Por: Nicolás Pérez
Senador de la República
Les confieso que esta ha sido una de las columnas más difíciles que he escrito. La detención del Presidente Uribe inundó mi alma de un profundo dolor, al igual que sucedió con millones de colombianos que vivimos agradecidos con su legado y ciertamente no entendemos las razones de esa decisión.
No permitirle a alguien que ocupó la primera magistratura del Estado defenderse en libertad es una situación exótica, nunca antes vista y sumamente desproporcionada, a tal punto que políticos y líderes de opinión que no concuerdan con la visión de País que defendemos en el Centro Democrático han coincidido en afirmar que es un exceso innecesario.
En efecto, la medida de aseguramiento está pensada para proceder de manera excepcional, dado que implica privarle la libertad a una persona que no ha sido condenada y que todavía tiene que afrontar todo un proceso por delante donde las autoridades deben demostrar más allá de cualquier duda razonable su responsabilidad en los hechos que se le acusan.
Es decir, es un desconocimiento en la práctica de la presunción de inocencia. Por eso, bajo el régimen de la Ley 600 que regula el juzgamiento penal de Congresistas, Ministros y demás aforados del País, esta medida solamente procede cuando se busque garantizar la comparecencia del sindicado al proceso, impedir su fuga o evitar que se afecten las pruebas.
Evidentemente, ninguna de esas circunstancias se configura en el caso de Álvaro Uribe. En primer lugar, el Presidente siempre ha acudido a todos los llamados de la justicia. De hecho, no ha habido una sola ocasión a lo largo de su carrera pública donde él haya evadido las citaciones o los requerimientos que le hayan hecho las autoridades. Además, siempre ha atendido sin vacilaciones las diligencias que se han llevado a cabo en este proceso.
En segundo lugar, es irrisorio pensar que el gran colombiano piense en fugarse. No solamente por el talante democrático con que le da la cara a los problemas, sino porque, por un lado, actualmente el País tiene sus fronteras cerradas y hay suspensión total de los vuelos de pasajeros y, por otro lado, cada vez que un parlamentario quiere salir del territorio nacional debe comunicárselo a la mesa directiva de la Cámara o del Senado, según corresponda.

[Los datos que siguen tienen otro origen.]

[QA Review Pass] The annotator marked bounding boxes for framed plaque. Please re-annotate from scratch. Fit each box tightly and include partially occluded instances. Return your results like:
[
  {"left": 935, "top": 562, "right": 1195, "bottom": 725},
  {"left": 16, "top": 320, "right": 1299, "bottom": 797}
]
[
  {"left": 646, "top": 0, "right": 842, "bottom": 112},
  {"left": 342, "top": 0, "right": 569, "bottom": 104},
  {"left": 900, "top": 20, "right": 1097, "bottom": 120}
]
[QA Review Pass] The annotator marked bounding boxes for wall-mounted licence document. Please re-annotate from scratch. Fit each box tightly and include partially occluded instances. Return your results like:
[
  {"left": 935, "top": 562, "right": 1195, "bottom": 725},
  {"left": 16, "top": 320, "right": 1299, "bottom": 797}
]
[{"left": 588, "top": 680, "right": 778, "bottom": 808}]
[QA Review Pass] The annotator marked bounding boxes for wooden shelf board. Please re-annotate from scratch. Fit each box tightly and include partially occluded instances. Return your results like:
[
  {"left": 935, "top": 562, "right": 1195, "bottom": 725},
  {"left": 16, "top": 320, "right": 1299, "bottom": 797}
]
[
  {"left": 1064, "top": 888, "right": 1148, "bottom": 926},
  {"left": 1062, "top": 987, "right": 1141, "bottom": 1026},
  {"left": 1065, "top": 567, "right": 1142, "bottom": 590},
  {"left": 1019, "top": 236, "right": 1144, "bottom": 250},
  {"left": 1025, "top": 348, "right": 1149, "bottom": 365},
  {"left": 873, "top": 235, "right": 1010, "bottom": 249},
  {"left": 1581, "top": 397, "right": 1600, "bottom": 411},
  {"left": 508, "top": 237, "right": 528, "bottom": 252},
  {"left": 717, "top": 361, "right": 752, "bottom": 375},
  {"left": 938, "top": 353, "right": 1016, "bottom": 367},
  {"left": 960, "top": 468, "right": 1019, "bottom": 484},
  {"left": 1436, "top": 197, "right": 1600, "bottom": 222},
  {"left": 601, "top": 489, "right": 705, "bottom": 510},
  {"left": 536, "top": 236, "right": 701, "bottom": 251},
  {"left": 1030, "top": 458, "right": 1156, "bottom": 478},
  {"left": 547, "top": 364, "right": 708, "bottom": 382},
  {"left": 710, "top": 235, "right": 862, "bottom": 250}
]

En tercer lugar, no es cierto que la libertad de Álvaro Uribe represente un riesgo de manipulación de las pruebas que reposan en el expediente por el hecho de haber sido acusado de soborno a testigos y fraude procesal.
De ser cierta esta tesis, se les debería imponer medida de aseguramiento, sin excepción alguna, a los abogados, los jueces, los funcionarios de los despachos y, en general, a las miles de personas que en el País están sindicadas de estos delitos. Un absurdo que no encuentra lógica alguna en el mundo del derecho.
Desafortunadamente, como suele suceder en nuestro País la excepción se volvió la regla e impedirle a un procesado ejercer su defensa en libertad parece ser un requisito para obtener reconocimientos públicos.
Nada más recordemos que desde 1991 hasta este año se han presentado 26.397 demandas contra el Estado por privación injusta de la libertad con pretensiones económicas que ascienden a $37.9 billones. Es decir, el sistema judicial impone medidas de aseguramiento a diestra y siniestra sin que se cumplan los requisitos legales.
De hecho, si a un Alcalde, Representante, Senador, Presidente, no se le permite defenderse en libertad, ¿qué garantías pueden esperar tener los ciudadanos de a pie que por cualquier razón deben afrontar un proceso penal?…
No solamente creo en la inocencia de Álvaro Uribe, sino que también considero que se está cometiendo una injusticia de proporciones históricas contra un hombre que le ha servido al País desde las más altas dignidades, siempre ha dado la cara, ha respondido por sus actos, ha atendido los llamados de la justicia y ha dado ejemplo de rectitud y transparencia.